Eu resisti cerrar meus dentes. — Isso acaba com o propósito.
— Você o viu hoje? Ele estava envolvido na discussão. Eu não o ouvi dizer uma palavra o ano todo, mas coloco ele ao seu lado e bingo. A nota dele aqui vai melhorar.
— E a da Ane vai cair.
— Isso acontece quando você não pode olhar pro lado pra pegar a resposta certa, — ele disse secamente.
— O problema da Ane é falta de dedicação. Eu monitorarei ela.
— Nada feito. — Olhando para seu relógio, ele disse: — Estou atrasado para uma reunião.

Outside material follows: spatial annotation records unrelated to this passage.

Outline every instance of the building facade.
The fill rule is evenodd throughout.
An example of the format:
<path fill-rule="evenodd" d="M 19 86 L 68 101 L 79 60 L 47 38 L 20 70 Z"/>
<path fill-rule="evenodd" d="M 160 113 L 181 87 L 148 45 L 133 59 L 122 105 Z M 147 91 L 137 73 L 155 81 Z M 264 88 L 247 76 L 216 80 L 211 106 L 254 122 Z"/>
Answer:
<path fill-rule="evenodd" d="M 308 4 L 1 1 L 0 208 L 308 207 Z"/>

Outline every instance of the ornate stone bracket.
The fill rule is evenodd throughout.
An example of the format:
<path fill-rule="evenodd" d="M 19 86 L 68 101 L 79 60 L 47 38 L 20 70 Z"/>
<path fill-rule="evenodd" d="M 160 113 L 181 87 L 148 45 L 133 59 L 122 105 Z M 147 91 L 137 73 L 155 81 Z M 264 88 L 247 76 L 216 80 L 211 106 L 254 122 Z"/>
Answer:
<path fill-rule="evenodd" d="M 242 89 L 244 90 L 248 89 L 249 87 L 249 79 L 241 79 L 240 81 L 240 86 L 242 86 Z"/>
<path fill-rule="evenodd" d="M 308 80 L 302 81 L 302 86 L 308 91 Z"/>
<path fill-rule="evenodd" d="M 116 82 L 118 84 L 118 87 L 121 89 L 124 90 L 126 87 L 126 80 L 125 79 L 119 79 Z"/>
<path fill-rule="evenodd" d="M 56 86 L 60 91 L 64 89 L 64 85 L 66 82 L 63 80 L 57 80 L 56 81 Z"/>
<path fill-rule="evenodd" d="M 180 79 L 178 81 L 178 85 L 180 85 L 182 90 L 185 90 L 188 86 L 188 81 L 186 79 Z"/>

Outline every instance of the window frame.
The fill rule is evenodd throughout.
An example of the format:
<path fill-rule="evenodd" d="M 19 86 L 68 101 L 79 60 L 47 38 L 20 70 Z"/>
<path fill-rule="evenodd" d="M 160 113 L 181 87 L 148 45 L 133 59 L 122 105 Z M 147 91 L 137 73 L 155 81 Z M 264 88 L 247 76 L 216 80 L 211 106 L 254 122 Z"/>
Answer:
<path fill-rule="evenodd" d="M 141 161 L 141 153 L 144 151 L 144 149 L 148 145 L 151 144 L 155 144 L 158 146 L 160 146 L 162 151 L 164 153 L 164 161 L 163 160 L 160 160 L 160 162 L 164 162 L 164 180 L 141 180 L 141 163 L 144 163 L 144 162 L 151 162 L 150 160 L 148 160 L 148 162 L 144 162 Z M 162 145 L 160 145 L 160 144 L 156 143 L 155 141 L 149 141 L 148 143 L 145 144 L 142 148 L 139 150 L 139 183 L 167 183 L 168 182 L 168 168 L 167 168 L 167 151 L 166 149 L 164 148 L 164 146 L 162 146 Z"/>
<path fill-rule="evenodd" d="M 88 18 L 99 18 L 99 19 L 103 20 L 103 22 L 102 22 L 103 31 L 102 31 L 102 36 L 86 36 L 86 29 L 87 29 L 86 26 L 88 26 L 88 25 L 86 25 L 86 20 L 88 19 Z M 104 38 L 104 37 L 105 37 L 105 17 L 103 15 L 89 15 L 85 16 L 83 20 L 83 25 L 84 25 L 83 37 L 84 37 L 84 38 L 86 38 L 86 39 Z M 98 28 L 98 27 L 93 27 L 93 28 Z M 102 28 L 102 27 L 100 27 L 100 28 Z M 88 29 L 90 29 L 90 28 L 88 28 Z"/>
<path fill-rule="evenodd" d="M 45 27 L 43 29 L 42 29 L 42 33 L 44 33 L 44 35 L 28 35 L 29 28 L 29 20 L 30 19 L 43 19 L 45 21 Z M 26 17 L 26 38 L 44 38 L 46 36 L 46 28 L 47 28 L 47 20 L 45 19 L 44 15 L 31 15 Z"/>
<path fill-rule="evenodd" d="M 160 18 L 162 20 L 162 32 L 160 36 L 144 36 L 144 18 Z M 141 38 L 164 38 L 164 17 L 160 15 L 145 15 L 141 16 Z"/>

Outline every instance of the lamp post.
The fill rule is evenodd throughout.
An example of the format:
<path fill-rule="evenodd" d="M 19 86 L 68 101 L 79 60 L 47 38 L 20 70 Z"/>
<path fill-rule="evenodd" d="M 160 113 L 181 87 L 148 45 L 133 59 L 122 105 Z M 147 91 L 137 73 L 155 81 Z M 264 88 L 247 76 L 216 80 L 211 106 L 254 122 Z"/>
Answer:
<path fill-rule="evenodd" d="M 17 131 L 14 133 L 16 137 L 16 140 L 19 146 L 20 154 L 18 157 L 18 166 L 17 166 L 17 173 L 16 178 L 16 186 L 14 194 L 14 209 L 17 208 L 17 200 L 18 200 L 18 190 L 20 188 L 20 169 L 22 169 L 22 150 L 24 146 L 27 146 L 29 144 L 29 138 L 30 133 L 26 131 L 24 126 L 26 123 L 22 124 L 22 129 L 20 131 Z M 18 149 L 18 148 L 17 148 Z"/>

Acabamos aqui?
Fiquei parada com a minha boca entreaberta, espremendo o meu cérebro para cuspir mais um argumento. Mas parecia que eu estava sem inspiração.
— Vamos dar ao mapa de assento mais algumas semanas. Ah, e eu falei sério sobre monitorar Christopher. Vou considerar você dentro. — O Treinador não esperou pela minha resposta; ele assobiou a música tema de Jeopardy e mergulhou para fora da porta.

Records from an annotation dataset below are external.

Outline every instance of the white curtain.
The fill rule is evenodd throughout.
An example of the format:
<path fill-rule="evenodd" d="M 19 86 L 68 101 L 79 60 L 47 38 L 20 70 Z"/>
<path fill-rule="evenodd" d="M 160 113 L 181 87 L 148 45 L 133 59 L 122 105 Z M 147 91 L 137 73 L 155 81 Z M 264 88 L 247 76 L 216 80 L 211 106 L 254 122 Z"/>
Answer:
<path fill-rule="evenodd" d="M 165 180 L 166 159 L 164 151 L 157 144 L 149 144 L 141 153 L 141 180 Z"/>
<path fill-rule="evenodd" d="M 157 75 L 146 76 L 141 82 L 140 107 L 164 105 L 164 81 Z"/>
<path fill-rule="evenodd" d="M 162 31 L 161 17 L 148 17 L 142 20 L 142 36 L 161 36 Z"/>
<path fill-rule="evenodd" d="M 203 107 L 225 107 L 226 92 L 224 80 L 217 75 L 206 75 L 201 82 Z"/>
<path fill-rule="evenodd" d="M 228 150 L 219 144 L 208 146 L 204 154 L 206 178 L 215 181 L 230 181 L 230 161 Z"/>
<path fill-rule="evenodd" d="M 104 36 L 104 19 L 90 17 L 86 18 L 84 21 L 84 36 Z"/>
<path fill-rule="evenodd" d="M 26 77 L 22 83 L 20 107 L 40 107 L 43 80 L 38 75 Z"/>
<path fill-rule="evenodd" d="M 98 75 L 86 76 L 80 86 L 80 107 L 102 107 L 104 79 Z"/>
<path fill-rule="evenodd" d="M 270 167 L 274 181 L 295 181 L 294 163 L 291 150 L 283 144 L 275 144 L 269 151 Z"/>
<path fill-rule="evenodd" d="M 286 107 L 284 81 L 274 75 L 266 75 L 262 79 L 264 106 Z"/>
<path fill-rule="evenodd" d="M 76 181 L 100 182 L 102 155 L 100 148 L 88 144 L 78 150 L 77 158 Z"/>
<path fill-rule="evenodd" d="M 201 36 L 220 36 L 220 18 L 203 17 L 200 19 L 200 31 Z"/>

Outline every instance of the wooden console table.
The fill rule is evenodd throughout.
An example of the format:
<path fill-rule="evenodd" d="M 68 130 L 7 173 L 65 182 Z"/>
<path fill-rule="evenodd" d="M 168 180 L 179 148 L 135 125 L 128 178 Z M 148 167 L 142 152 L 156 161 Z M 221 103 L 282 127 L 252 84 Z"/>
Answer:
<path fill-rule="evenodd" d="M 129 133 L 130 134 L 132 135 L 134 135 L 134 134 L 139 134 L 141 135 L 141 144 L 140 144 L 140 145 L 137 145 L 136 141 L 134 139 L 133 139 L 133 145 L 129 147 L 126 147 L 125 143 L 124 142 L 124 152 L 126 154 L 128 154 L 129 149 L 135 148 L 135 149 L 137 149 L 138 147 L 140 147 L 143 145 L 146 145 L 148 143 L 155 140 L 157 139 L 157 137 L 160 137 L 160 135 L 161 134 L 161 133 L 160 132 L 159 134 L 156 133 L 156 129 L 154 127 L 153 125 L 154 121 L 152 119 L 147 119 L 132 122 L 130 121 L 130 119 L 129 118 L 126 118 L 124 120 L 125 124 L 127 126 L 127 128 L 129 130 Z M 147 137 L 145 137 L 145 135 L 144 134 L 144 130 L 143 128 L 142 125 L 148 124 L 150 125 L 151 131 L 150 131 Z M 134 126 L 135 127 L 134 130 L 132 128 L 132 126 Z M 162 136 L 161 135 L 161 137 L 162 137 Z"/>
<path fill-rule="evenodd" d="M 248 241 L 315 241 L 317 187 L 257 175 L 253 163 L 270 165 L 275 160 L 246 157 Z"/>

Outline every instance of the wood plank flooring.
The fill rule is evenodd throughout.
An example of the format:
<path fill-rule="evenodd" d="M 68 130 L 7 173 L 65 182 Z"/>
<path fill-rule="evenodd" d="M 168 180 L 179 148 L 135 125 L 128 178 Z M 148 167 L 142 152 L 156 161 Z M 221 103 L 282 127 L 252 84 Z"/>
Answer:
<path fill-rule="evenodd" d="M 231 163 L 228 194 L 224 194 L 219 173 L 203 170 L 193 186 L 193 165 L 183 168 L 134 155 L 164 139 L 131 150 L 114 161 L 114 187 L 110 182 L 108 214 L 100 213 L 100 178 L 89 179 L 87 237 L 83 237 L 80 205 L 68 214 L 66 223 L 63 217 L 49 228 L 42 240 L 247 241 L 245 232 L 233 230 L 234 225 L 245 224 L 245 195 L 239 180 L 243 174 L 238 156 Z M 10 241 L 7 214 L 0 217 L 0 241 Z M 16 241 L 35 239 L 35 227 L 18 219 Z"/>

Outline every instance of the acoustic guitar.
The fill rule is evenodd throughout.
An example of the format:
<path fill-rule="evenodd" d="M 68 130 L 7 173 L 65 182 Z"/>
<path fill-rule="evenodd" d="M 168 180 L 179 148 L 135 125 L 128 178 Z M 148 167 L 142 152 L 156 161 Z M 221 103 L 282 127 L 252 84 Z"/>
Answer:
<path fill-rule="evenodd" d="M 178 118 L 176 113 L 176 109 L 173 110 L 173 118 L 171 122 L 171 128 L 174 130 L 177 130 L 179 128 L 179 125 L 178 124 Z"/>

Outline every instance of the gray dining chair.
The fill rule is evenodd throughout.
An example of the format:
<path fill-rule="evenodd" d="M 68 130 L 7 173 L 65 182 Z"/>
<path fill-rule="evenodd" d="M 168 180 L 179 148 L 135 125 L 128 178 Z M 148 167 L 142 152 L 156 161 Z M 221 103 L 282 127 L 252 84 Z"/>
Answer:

Às sete horas o céu tinha escurecido para um azul enegrecido, e eu fechei meu casaco para me aquecer. Ane e eu estávamos a caminho do cinema para o estacionamento, tendo acabado de assistir O Sacrifício.
Era meu trabalho resenhar filmes para o eZine, e já que eu já tinha visto todos os outros filmes passando no cinema, tínhamos nos resignado ao último suspense urbano.

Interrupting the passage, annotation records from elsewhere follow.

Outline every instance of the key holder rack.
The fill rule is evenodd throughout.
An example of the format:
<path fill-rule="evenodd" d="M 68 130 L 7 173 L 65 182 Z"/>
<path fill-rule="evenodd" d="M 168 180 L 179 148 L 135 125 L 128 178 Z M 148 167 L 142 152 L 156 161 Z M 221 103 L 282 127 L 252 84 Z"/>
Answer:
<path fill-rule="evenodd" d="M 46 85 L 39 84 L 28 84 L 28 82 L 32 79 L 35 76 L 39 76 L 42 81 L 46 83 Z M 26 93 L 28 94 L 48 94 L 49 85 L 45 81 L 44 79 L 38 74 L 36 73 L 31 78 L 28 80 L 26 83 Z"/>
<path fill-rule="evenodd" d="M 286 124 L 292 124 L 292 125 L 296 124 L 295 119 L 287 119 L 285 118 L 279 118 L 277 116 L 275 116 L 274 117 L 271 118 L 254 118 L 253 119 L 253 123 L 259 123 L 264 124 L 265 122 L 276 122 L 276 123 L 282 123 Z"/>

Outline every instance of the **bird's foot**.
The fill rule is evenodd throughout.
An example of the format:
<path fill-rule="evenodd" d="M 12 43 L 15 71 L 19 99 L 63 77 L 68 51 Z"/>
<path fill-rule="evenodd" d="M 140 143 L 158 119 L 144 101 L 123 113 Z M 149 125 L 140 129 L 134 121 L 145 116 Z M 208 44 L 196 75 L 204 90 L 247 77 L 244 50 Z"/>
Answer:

— Esse, — Ane disse, — foi o filme mais bizarro que já vi. Como regra, não temos mais permissão de ver nada que sugira horror.
Por mim tudo bem. Levando em consideração que alguém estivera espreitando do lado de fora da janela do meu quarto na noite passada e combinando isso com um filme totalmente desenvolvido sobre um perseguidor essa noite, e eu estava começando a me sentir um tantinho paranóica.
— Consegue imaginar? — Ane disse. — Viver sua vida toda não tendo uma pista de que a única razão para que você é mantida viva é para ser usada como um sacrifício?
Ambas estremecemos.
— E qual era a daquele altar? — ela continuou, irritantemente alheia que eu teria preferido falar sobre o círculo da vida de um fungo do que sobre o filme. — Por que aquele cara mau tocou fogo na pedra antes de amarrá-la? Quando eu escutei a carne dela chiar...
— Está certo! — Eu praticamente gritei. — Para onde agora?
— E posso só dizer que se um cara alguma vez me beijar desse jeito, eu vou começar a vomitar. Repulsivo não consegue descrever o que acontecia com a boca dele. Aquilo era maquiagem, certo? Quero dizer, ninguém realmente tem uma boca como aquela na vida real...
— Minha resenha é para a meia-noite, — eu disse, cortando-a.
— Ah. Certo. Para a biblioteca, então? — Vee destrancou as portas de seu Dodge Neon roxo 1995. — Você está sendo terrivelmente sensível, sabe.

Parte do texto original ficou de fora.